Crianças e jovens deixados sem futuro. A ponte para o futuro era uma ponte para o abismo. Finge-se normalidade, busca-se rotina, bloqueia-se qualquer reconhecimento da tragédia a que estamos submetidos, seguimos acreditando que haverá um segundo tempo.

Insistimos em manter nossa maneira de viver e acreditar que ela é a mais correta. Permanecemos cegos em nosso estilo de vida, acreditando que sem mudar as relações e conexões que temos com o mundo, nós sobreviveremos.

Mesmo com apostas nas fugas coletivas e individuais, o nosso mundo segue ruindo a cada dia. Não há futuro para todos – homens, objetos e natureza – dentro dessa nossa forma de viver. Não haverá segundo tempo, a Terra segue avisando, mas não aprendemos, especialmente as elites e autoridades públicas.

Sustentamos um modo de vida de poucos, que consome tudo e destrói vidas, paisagens, corpos, histórias e territórios…Nos recusamos a reconhecer a violência que caracteriza as ditas modernidades e alta-modernidades.

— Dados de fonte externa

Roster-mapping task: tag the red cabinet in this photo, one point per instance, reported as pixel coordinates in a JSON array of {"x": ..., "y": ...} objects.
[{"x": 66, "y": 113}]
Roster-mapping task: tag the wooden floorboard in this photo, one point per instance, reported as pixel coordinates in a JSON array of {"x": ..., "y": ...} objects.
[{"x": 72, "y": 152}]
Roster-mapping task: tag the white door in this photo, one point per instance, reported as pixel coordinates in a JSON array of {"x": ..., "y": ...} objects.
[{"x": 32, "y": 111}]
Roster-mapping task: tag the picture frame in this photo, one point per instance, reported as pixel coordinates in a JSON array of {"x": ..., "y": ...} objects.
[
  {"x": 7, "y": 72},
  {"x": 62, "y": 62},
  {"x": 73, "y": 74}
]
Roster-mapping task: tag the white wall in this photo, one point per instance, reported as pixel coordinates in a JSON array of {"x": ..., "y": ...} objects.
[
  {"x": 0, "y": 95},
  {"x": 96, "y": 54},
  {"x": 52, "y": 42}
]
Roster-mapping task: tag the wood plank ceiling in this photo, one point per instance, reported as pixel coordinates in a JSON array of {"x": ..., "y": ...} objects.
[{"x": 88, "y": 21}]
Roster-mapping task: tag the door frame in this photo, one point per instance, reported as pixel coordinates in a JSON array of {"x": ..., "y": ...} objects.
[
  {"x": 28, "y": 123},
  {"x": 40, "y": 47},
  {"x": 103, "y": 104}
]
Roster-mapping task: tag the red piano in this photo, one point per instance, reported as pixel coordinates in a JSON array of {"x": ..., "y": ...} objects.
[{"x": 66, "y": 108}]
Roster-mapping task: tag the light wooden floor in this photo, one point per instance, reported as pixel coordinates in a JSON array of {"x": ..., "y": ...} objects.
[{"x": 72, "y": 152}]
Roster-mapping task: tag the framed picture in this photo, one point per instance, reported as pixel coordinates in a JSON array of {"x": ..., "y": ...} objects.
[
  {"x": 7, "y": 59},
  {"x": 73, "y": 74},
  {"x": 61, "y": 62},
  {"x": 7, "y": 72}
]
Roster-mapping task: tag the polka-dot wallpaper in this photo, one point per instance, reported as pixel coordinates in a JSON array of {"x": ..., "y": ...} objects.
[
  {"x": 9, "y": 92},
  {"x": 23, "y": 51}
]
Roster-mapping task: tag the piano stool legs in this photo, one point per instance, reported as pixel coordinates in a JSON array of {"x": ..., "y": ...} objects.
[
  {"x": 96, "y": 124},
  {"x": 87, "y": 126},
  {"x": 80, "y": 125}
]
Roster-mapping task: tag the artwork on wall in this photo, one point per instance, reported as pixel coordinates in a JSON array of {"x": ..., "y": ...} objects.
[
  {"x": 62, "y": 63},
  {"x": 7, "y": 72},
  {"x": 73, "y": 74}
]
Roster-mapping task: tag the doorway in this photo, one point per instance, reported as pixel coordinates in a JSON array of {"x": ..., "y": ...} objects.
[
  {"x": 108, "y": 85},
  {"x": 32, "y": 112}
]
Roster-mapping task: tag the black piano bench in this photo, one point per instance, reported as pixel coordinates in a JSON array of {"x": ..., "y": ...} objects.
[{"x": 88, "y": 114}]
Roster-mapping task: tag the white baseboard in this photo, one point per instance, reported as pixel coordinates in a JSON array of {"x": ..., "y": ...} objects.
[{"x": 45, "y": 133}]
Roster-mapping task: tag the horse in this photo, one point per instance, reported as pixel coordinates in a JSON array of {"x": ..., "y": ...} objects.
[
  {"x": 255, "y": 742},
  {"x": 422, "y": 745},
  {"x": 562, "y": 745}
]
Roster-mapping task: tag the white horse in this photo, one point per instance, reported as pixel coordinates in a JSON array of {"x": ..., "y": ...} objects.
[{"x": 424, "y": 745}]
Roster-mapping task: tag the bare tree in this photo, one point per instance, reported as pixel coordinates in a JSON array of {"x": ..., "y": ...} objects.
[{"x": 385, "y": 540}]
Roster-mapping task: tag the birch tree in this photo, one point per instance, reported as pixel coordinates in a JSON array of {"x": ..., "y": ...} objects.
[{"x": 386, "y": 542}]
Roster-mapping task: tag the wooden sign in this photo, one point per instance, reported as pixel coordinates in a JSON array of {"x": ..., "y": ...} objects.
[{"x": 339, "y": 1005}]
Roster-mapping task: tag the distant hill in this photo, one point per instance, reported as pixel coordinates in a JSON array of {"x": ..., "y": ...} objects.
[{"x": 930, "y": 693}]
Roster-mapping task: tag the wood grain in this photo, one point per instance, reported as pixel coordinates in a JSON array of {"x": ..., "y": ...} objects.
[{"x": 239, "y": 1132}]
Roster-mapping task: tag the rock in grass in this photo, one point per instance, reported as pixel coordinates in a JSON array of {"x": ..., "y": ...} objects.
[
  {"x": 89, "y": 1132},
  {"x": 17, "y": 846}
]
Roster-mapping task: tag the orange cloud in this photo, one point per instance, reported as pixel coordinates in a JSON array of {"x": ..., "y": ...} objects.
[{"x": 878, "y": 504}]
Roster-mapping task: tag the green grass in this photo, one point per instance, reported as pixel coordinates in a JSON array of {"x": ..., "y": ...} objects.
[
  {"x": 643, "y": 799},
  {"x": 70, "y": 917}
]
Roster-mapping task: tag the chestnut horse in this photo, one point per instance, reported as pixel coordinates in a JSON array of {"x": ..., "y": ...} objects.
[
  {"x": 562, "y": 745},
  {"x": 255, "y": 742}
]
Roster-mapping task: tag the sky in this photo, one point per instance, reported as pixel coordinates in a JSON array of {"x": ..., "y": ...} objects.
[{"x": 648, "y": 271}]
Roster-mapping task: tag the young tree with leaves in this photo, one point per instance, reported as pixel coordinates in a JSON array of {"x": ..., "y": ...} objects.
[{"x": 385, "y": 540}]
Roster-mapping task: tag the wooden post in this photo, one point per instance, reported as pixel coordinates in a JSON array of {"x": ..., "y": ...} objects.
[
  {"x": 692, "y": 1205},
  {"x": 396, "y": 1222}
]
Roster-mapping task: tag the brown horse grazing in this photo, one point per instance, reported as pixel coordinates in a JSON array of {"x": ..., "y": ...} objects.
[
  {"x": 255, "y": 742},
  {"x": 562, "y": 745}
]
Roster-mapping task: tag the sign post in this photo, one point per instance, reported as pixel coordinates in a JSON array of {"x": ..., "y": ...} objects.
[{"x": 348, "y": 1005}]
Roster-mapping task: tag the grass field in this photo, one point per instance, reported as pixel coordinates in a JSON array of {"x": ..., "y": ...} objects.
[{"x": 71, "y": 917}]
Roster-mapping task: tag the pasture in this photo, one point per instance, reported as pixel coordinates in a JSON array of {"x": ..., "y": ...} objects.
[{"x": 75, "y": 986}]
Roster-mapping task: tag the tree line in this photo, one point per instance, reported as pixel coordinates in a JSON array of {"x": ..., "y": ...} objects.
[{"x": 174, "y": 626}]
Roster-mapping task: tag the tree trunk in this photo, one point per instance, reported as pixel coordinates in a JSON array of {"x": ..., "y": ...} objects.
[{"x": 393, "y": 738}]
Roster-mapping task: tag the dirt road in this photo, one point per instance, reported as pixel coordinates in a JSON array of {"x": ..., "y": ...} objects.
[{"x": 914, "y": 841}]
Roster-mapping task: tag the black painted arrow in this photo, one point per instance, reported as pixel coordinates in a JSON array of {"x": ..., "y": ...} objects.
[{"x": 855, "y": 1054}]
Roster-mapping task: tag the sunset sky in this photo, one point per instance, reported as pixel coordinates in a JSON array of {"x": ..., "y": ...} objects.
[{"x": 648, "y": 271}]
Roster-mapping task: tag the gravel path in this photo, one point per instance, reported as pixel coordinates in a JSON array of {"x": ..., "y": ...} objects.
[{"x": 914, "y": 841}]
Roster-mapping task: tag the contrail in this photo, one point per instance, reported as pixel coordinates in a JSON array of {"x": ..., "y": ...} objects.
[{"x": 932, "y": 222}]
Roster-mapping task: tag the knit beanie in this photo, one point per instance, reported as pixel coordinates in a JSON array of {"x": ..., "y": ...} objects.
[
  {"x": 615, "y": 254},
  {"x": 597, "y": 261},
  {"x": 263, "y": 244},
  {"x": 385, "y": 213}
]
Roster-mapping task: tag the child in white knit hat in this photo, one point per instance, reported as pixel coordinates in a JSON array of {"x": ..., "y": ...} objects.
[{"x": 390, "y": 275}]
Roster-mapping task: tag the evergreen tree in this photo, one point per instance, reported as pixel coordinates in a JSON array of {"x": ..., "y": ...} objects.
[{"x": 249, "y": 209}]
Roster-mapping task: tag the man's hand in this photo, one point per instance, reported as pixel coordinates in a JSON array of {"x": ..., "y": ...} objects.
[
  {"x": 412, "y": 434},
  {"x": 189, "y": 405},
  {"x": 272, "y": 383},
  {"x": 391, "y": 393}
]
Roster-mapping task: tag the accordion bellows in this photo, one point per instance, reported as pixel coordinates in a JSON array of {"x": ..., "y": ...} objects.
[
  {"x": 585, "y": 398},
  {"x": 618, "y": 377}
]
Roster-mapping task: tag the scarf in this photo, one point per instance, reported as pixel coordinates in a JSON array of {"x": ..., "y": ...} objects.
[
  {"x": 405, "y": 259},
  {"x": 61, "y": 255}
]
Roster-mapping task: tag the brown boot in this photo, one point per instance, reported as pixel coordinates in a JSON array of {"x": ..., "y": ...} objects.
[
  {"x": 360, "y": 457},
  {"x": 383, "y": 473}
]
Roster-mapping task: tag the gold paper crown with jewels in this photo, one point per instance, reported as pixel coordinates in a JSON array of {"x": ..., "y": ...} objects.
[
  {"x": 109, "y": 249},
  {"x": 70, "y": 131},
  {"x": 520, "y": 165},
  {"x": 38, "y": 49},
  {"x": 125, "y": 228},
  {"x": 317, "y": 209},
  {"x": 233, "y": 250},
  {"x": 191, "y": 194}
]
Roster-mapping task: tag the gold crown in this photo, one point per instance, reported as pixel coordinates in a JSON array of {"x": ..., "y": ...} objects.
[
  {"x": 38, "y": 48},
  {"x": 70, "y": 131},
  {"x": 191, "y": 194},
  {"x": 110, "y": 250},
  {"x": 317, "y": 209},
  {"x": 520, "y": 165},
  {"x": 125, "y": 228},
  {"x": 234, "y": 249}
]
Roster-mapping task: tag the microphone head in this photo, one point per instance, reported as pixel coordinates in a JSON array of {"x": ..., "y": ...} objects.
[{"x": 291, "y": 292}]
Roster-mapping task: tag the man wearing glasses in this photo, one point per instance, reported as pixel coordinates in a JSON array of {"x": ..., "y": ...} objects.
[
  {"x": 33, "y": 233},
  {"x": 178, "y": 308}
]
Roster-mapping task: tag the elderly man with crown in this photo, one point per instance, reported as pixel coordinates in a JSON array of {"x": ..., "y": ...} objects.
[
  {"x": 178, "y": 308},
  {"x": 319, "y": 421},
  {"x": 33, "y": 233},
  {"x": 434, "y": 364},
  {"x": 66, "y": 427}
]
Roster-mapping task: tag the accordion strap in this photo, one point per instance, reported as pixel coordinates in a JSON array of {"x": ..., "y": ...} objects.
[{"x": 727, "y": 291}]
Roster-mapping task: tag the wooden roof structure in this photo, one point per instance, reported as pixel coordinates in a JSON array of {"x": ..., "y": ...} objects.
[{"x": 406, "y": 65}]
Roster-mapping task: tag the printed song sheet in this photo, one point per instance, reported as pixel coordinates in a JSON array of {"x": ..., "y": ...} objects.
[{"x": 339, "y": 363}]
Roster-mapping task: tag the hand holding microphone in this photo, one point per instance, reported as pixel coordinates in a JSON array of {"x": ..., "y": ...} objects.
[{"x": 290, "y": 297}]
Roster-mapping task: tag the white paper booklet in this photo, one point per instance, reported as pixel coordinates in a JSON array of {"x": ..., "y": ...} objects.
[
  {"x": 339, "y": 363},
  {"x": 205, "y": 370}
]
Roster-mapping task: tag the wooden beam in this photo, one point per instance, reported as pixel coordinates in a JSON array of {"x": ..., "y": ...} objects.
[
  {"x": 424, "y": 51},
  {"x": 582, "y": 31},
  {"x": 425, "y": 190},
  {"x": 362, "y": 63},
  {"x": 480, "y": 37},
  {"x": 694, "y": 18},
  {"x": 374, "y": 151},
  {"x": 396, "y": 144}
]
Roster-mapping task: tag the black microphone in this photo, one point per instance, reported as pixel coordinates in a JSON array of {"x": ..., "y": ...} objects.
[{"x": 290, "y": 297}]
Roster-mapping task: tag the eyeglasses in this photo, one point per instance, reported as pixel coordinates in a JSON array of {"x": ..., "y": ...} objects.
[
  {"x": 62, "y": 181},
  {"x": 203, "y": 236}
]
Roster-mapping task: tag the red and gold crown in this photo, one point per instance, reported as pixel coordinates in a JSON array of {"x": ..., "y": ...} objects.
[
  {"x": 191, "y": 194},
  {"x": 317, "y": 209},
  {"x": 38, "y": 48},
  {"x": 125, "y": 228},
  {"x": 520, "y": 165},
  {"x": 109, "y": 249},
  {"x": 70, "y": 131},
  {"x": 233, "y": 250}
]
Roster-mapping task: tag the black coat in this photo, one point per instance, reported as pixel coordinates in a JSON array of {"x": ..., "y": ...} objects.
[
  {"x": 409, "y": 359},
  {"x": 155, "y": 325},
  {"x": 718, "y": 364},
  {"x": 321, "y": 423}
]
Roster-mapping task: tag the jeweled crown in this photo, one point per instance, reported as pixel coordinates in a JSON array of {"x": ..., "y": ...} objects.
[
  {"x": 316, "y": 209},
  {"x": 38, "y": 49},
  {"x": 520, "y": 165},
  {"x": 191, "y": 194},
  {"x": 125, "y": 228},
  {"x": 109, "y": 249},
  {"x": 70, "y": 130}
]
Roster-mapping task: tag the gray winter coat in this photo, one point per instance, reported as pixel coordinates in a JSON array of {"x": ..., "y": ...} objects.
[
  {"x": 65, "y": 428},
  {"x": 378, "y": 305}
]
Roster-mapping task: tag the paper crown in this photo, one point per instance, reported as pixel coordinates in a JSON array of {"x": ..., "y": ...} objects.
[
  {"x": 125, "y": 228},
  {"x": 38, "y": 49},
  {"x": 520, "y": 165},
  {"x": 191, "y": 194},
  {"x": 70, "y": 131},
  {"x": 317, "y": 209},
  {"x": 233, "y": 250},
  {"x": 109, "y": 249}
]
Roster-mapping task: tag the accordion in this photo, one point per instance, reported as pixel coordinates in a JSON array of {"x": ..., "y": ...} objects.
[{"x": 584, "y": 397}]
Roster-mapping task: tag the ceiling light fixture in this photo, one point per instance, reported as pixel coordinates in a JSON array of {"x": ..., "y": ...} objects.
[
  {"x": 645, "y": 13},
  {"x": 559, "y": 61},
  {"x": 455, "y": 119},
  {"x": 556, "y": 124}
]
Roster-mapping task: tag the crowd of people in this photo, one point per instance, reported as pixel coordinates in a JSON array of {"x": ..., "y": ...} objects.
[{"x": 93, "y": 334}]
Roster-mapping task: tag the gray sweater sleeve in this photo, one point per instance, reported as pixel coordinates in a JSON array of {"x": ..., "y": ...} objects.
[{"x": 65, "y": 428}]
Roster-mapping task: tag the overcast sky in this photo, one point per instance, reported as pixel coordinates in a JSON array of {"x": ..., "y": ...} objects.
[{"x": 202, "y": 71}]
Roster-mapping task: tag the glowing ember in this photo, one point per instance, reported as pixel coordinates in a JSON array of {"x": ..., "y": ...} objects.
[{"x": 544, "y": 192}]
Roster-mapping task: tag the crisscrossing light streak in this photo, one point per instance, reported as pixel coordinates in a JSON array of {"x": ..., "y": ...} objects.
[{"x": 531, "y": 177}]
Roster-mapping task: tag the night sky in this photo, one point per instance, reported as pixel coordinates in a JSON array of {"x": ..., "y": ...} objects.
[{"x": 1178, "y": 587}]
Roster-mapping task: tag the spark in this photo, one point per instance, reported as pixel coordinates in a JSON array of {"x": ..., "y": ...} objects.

Nós nos iludimos com o conforto, as novidades e a praticidade cujo preço é a exploração do trabalho alheio sem direitos ou guerra de apropriação.

Jacarezinho é apenas o começo de uma sociedade que se estrutura na lógica do saque, da pilhagem e expropriação, os quais impõem a vida precária ao oceano de perdedores e vencidos.

Quem não tem poder e renda, não tem direitos. Quem escolheu errado, não tem direitos. Afirma-se uma vida social em que a responsabilização individual justifica a política de morte e a hegemonia total da lógica de mercado, qual seja: saber como proceder, como andar e agir, como se tornar o centro dos lugares e situações pelas quais passamos.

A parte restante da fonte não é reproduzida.